Nosso validação demonstra que 7 unidades de sangue total do revestimento buffy derivados podem com sucesso ser reunidas e tratadas com o processo de INTERCEPT para plaquetas, que resulta em dois produtos de plaquetas inactivados patógenos que satisfazem os critérios de aceitação para a fabricação de (requisitos suecas e orientações europeias), para o apoio dos pacientes necessidade de transfusão de plaquetas de acordo com a diretrizes de prática clínica e padrão de métodos de infusão de plaquetas na Suécia.
Disclosures
Produção e livre acesso a este artigo é patrocinado pela Cerus.
Acknowledgments
O financiamento para a publicação é fornecida por Cerus Corp, fabricante do Sistema de Sangue INTERCEPT.
Materials
| Name | Company | Catalog Number | Comments |
| Whole blood donation, primary separation, and platelet production | |||
| Blood collection pack | Fenwal | R6485 | Top/Bottom set |
| Automated component extractor | Fenwal | Optipress-II | |
| Blood mixer and balance system | Baxter | Easymix V3 | |
| Platelet leukocyte filtration set | Fenwal | K4R7042 | |
| Centrifuge | Hettich | Roto Silenta 63 RS | Version 5.5 |
| Platelet additive solution - SSP+ | MacoPharma | SSP2030U | 300 ml |
| Sterile tubing welder | Terumo | T-SCD | |
| INTERCEPT treatment & storage | |||
| INTERCEPT processing set |  Cerus |
INT2503 | Dual Storage (DS) set |
| INTERCEPT Illuminator | Cerus |
INT100 | |
| PC sample pack | Fenwal | FTX 1122 | |
| Incubator | Helmer | PC2200/PC3200 | |
| Agitator | Helmer | PF48H/PF96H | |
| Evaluation of in vitro Platelet Function | |||
| Blood gas analyzer | Radiometer | ABL 735 | Used for pH, blood gases, and lactate measurement |
| Chemistry system | Ortho Clinical Diagnostic | Vitros 5.1 | Used for glucose measurement |
| Hematology analyzer | Boule Medical AB | Medonic CA620-Cellguard | Used for platelet count measurement |
| Flow cytometer | BD | FACSCanto | Used for white blood cell measurement |
References
- Guide to the preparation, use and quality assurance of blood components. , 16th, Council of Europe. (2010).
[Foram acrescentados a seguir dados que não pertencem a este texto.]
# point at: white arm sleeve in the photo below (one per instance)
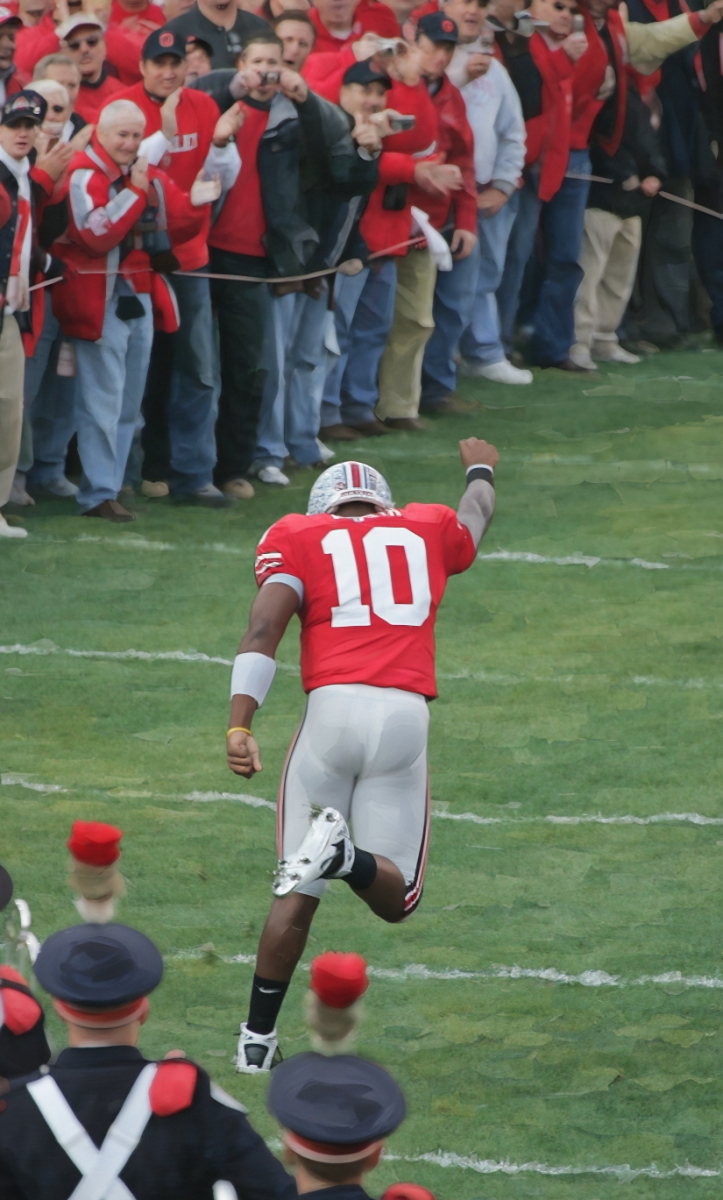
(252, 676)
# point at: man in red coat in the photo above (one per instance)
(115, 201)
(341, 22)
(181, 394)
(82, 36)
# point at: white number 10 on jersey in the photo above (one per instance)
(350, 610)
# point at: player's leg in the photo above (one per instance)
(389, 813)
(309, 780)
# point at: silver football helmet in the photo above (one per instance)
(346, 481)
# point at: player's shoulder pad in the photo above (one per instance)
(293, 522)
(227, 1101)
(21, 1011)
(173, 1086)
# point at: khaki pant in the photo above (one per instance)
(12, 375)
(609, 258)
(400, 370)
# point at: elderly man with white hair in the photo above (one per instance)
(123, 216)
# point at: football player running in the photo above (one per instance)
(365, 580)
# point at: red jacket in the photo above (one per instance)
(94, 96)
(370, 16)
(105, 210)
(456, 147)
(382, 227)
(196, 114)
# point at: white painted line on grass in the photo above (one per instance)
(419, 972)
(491, 1167)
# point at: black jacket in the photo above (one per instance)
(179, 1157)
(312, 180)
(640, 154)
(225, 43)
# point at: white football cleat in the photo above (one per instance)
(256, 1051)
(316, 853)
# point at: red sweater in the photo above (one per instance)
(94, 96)
(196, 114)
(456, 147)
(370, 16)
(242, 222)
(381, 227)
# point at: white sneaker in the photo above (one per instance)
(316, 853)
(581, 358)
(497, 372)
(61, 486)
(11, 531)
(273, 475)
(256, 1051)
(613, 352)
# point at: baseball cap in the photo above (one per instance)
(365, 72)
(24, 106)
(163, 41)
(438, 28)
(77, 22)
(9, 18)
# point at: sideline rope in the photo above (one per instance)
(664, 196)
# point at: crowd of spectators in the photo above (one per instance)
(232, 238)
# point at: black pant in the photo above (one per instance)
(244, 312)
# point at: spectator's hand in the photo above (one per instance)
(368, 136)
(438, 179)
(712, 15)
(292, 85)
(168, 118)
(228, 125)
(476, 453)
(490, 201)
(242, 754)
(54, 161)
(477, 65)
(462, 244)
(139, 174)
(608, 84)
(366, 47)
(204, 191)
(574, 46)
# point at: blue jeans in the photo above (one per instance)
(519, 250)
(562, 221)
(109, 389)
(296, 358)
(181, 395)
(48, 406)
(363, 313)
(482, 341)
(454, 299)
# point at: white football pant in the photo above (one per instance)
(362, 750)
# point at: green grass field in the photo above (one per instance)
(579, 676)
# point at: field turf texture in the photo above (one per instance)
(567, 689)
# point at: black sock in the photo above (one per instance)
(267, 997)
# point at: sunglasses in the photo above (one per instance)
(83, 41)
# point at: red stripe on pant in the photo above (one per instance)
(413, 894)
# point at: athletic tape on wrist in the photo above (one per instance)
(480, 471)
(252, 676)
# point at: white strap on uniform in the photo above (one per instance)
(100, 1168)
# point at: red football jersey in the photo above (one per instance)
(370, 591)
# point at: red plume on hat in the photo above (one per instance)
(94, 876)
(334, 1006)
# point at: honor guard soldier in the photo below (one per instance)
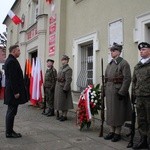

- Van Rhenen, D. J., Vermeij, J., Mayaudon, V., et al. Functional characteristics of S-59 photochemically treated platelet concentrates derived from buffy coats. Vox Sang. 79, 206-214 (2000).
- Wollowitz, S. Targeting DNA and RNA in pathogens: mode of action of amotosalen HCl. Transfus. Med. Rev. 31, 11-16 (2004).
- Irsch, J., Lin, L. Pathogen Inactivation of Platelet and Plasma Blood Components for Transfusion Using the INTERCEPT Blood SystemTM. Transfus. Med. Hemother. 38, (2011).
- Lin, L., Dikeman, R., Molini, B., et al. Photochemical treatment of platelet concentrates with amotosalen and long-wavelength ultraviolet light inactivates a broad spectrum of pathogenic bacteria. Transfusion. 44, 1496-1504 (2004).
- Lin, L., Hanson, C., Alter, H., et al. Inactivation of viruses in platelet concentrates by photochemical treatment with amotosalen and long-wavelength ultraviolet light. Transfusion. 45, 580-590 (2005).
- Allain, J. P., Cianco, C., Blajchman, A., et al. Protecting the blood supply from emerging pathogens: the role of pathogen inactivation. Transfus. Med. Rev. 19, 110-126 (2005).
- Stramer, S., Hollinger, F., Katz, L., et al. Emerging infectious disease agents and their potential threat to transfusion safety. Transfusion. 49, 1S-29S (2009).
- Nussbaumer, W., Allesdorfer, D., Grabmer, C., et al. Prevention of transfusion of platelet components contaminated with low levels of bacteria: a comparison of bacteria culture and pathogen inactivation methods. Transfusion. 47, 1125-1133 (2007).
- Schlenke, P. Protection against Transfusion-Associated Graft-versus-Host Disease in Blood transfusion: Is Gamma-Irradiation the Only Answer? Transfus. Med. Hemother. 31, 24-31 (2004).
- Lin, L., Corash, L., Osselear, J. C. Protection Against TA-GVHD Due to Platelet Transfusion By Using Pathogen Inactivation with the INTERCEPT Blood SystemTM - Gamma Irradiation is Not the Only Answer. Haematologica. 95 (Extra 1), 230-237 (2010).
- Corash, L., Lin, L. Novel processes for inactivation of leukocytes to prevent transfusion-associated graft-verus-host disease. Bone Marrow Transplant. 33, 1-7 (2004).